22/11/2014

A primeira dúzia



Veronica scutellata L.

Se a evolução nos tivesse concedido seis dedos em cada mão, talvez não fôssemos muito mais hábeis em trabalhos de bricolage, mas seríamos incomparavelmente melhores a fazer contas de cabeça. E talvez essa maior facilidade na aritmética tivesse permitido que a ciência e o progresso material a ela associado se desenvolvessem uns séculos mais cedo. Infelizmente, é impossível começar de novo para sabermos que diferenças teria a História para registar se, no início de tudo, em vez de escolhermos o 10 como base de numeração, tivéssemos optado, como seria racional, pelo 12. O 12 tem mais divisores do que o 10, e por isso o sistema de numeração duodecimal permite que mais fracções se exprimam como dízimas finitas — ou, dito de outro modo, há mais contas de dividir que dão resultado exacto. Por exemplo, na base 10, a fracção 1/3 escreve-se 0,3333..., mas na base 12 a mesma fracção escreve-se simplesmente 0,4. Muito se pouparia em tempo e confusão quando no restaurante chegasse a hora de dividir a conta por 3 convivas (ou 4, ou 6, ou mesmo 8, 9 ou 12) já meio tocados pela bebida. Os pequenos inconvenientes de termos de inventar dois símbolos adicionais para os novos algarismos (um para o 10 e outro para o 11), e também de decorar tabuadas maiores, seriam rapidamente compensados pela maior agilidade nos cálculos. Mas o 10 continua a mandar, e mesmo na época dos computadores e da comunicação global instantânea continuamos a atribuir uma importância supersticiosa aos seus múltiplos, celebrando os dez anos disto e os cem anos daquilo com uma seriedade inapropriada, quando afinal tudo se deve ao número de dedos que calhou termos nas mãos.

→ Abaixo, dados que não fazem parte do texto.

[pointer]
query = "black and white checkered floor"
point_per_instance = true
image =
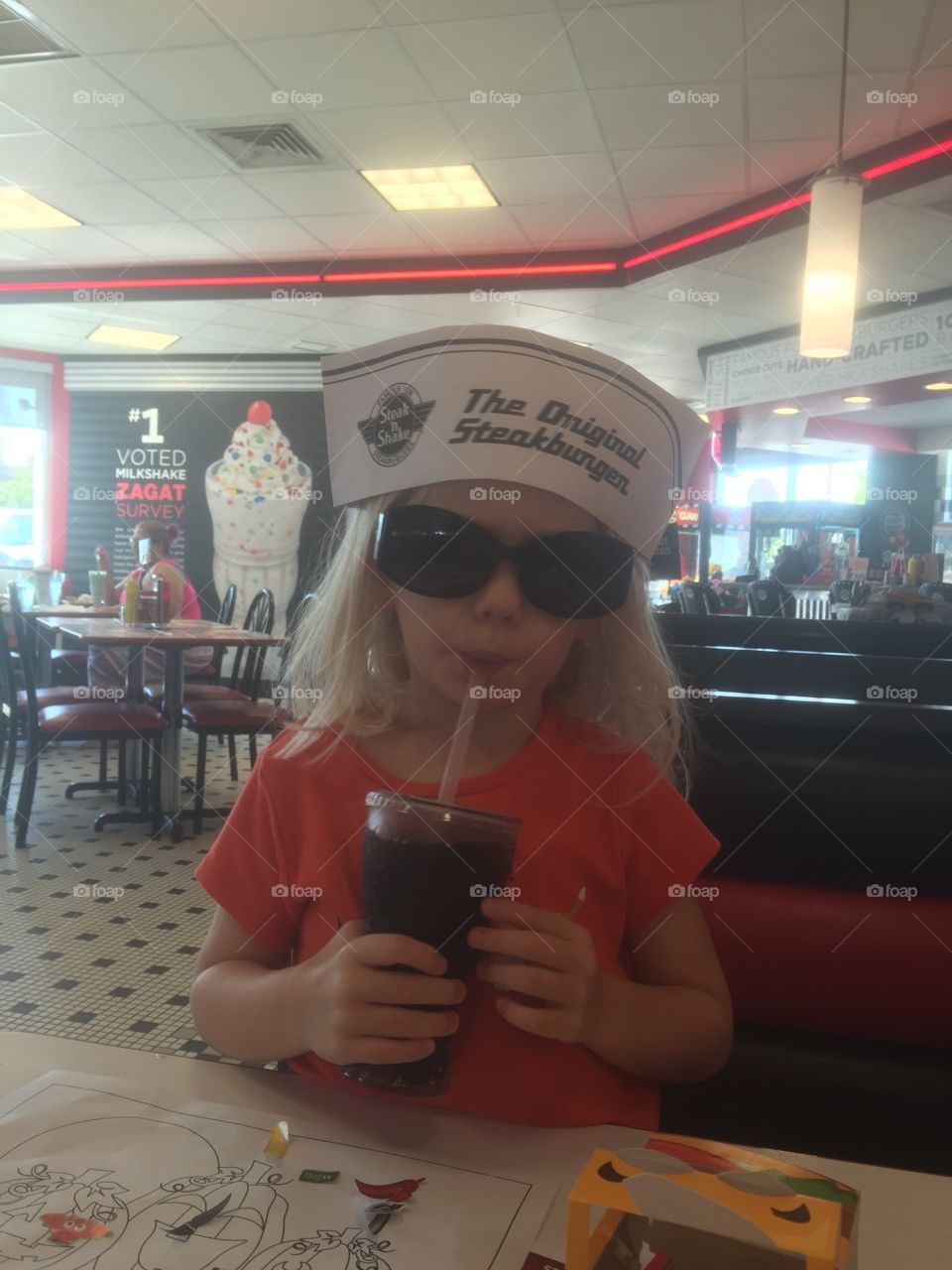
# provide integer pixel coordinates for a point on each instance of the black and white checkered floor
(111, 968)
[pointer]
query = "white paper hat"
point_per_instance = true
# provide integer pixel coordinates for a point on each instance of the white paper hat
(508, 404)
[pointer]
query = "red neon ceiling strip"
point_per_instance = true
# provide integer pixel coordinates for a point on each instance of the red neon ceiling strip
(716, 230)
(775, 208)
(511, 271)
(907, 160)
(130, 284)
(485, 272)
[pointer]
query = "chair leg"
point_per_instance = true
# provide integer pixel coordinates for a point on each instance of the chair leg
(155, 784)
(8, 738)
(121, 795)
(144, 790)
(28, 788)
(199, 783)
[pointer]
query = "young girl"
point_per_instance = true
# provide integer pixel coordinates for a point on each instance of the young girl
(578, 1010)
(105, 667)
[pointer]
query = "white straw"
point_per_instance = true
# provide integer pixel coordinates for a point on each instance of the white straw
(460, 744)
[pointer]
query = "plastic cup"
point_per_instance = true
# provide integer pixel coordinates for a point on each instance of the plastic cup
(96, 587)
(426, 866)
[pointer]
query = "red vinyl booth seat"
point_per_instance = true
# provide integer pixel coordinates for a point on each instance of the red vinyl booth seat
(230, 714)
(838, 961)
(112, 717)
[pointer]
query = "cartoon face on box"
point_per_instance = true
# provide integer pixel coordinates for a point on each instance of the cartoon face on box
(711, 1206)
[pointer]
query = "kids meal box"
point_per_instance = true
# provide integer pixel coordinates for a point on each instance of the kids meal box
(693, 1205)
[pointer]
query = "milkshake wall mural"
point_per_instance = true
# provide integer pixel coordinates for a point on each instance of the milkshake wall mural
(258, 494)
(241, 472)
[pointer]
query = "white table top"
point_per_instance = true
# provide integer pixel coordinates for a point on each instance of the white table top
(905, 1219)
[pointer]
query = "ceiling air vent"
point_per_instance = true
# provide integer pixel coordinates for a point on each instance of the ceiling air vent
(266, 145)
(24, 40)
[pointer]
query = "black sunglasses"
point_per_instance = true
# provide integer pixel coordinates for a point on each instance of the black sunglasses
(431, 552)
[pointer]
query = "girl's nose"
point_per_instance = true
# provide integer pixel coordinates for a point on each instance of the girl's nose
(502, 592)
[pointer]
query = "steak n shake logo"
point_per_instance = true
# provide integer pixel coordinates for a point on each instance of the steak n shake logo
(395, 425)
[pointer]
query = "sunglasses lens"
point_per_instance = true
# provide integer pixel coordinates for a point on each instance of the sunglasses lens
(431, 553)
(435, 553)
(578, 574)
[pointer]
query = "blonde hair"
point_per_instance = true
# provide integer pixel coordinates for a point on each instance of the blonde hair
(347, 666)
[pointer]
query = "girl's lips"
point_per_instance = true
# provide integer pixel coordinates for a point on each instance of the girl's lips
(484, 663)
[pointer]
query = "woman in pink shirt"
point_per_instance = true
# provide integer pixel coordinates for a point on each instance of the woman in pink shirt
(107, 666)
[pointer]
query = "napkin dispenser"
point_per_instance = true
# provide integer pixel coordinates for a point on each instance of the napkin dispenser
(693, 1205)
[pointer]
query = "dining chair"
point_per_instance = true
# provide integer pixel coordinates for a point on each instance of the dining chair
(239, 714)
(80, 720)
(245, 680)
(211, 674)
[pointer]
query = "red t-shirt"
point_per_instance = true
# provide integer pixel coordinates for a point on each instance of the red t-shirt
(299, 824)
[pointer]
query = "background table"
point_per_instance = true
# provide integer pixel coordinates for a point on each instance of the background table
(905, 1219)
(172, 640)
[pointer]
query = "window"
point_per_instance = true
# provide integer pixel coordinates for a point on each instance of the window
(24, 462)
(802, 483)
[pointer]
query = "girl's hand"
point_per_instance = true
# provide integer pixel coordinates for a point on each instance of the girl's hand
(354, 1010)
(555, 962)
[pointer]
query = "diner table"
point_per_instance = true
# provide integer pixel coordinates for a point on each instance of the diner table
(905, 1218)
(172, 639)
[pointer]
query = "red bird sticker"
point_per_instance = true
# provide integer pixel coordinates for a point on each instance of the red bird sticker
(70, 1228)
(397, 1192)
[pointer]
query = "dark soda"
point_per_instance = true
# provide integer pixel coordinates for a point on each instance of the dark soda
(426, 867)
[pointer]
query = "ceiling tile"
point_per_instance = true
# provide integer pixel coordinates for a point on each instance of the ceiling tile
(105, 202)
(575, 225)
(13, 123)
(363, 235)
(250, 19)
(778, 163)
(81, 244)
(937, 42)
(525, 54)
(150, 151)
(208, 198)
(933, 103)
(14, 249)
(400, 136)
(306, 193)
(367, 313)
(906, 239)
(426, 12)
(284, 318)
(172, 239)
(648, 45)
(350, 68)
(796, 107)
(199, 84)
(474, 230)
(580, 326)
(551, 180)
(539, 123)
(273, 238)
(44, 160)
(72, 93)
(653, 216)
(112, 26)
(635, 117)
(683, 171)
(724, 290)
(803, 39)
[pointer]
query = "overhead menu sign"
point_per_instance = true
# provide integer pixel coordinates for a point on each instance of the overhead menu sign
(915, 340)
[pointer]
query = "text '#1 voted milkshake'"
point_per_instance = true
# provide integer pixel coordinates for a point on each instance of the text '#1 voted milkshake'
(258, 493)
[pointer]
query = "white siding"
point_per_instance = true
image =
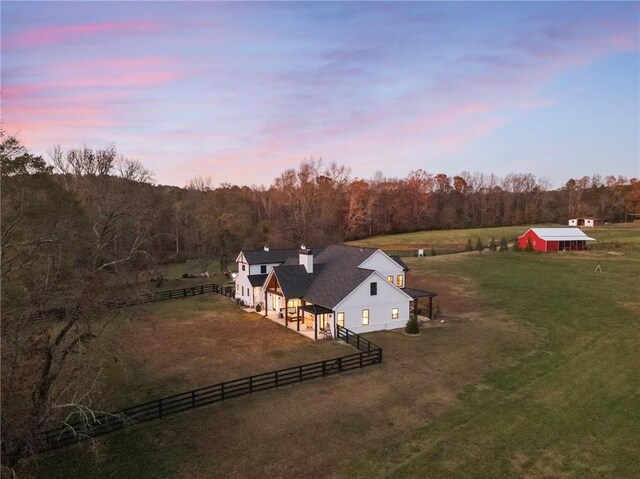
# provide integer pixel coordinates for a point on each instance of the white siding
(256, 268)
(380, 306)
(384, 265)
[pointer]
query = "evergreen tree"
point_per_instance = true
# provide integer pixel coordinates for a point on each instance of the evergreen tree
(529, 246)
(413, 326)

Ao contrariarmos essa tendência hegemónica, não queremos inaugurar uma nova era. Reinvidicamos apenas o direito de ignorar o dez e, porque não queremos substituir uma superstição por outra, de assinalar o doze sem grandes foguetes comemorativos. Escolhemos por isso um doze que, completando-se hoje, não marca uma efeméride muito relevante. Acontece apenas que esta é a 12.ª verónica que mostramos no Dias com Árvores. (Sim, este blogue já fez 10 anos. Quando fizer 12, também não iremos chamar a atenção para isso.)

Apesar de as suas flores serem em geral diminutas, as verónicas são facilmente reconhecíveis pelas quatro pétalas assimétricas e pelos dois estames muito salientes. No capítulo da ecologia, o género Veronica é dos mais versáteis da flora portuguesa, com um leque de espécies que abrange plantas ruderais como a Veronica persica e outras raras ou mesmo endémicas como a V. micrantha (exlusiva do noroeste peninsular) e a açoriana V. dabneyi. A V. scutellata, a que os anglo-saxónicos chamam grass leaved speedwell ou skullcap speedwell, é pouco comum em Portugal (veja aqui um mapa de registos) mas distribui-se por toda a Europa e América do Norte. Habitante de lugares encharcados, não atingindo mais que os 60 cm de altura, distingue-se pelas folhas compridas (até 7 cm) e lanceoladas, com vinco central bem marcado, e sobretudo pelas inflorescências sustentadas por pedúnculos finos e muito longos, saídos das axilas das folhas.

5 comentários :

Francisco Clamote disse...

Mesmo não se tratando de um aniversário, merece comemoração. Parabéns!

Paulo Araújo disse...

Obrigado pela simpatia, Francisco.

João Gomes disse...

:) Muito bom! Que belissimo texto para perceber uma coisa óbvia que afinal não é nada óbvia e que eu julgava atribuida ao acaso!
Obrigado Paulo!

Carlos M. Silva disse...

Olá Paulo e Maria

Só posso saudar por vos ter por companhia.
E 10 anos de vivência com plantas e 12 num género são contas bem preenchidas.
Que o 'vossa união de facto com a flora' se prolongue para deleite de quem se vê a aprender com os outros.
Abraço.

Carlos M. Silva

Anónimo disse...

Fantástico este post.

Qualquer planta menos apelativa torna-se exuberante com os vossos textos.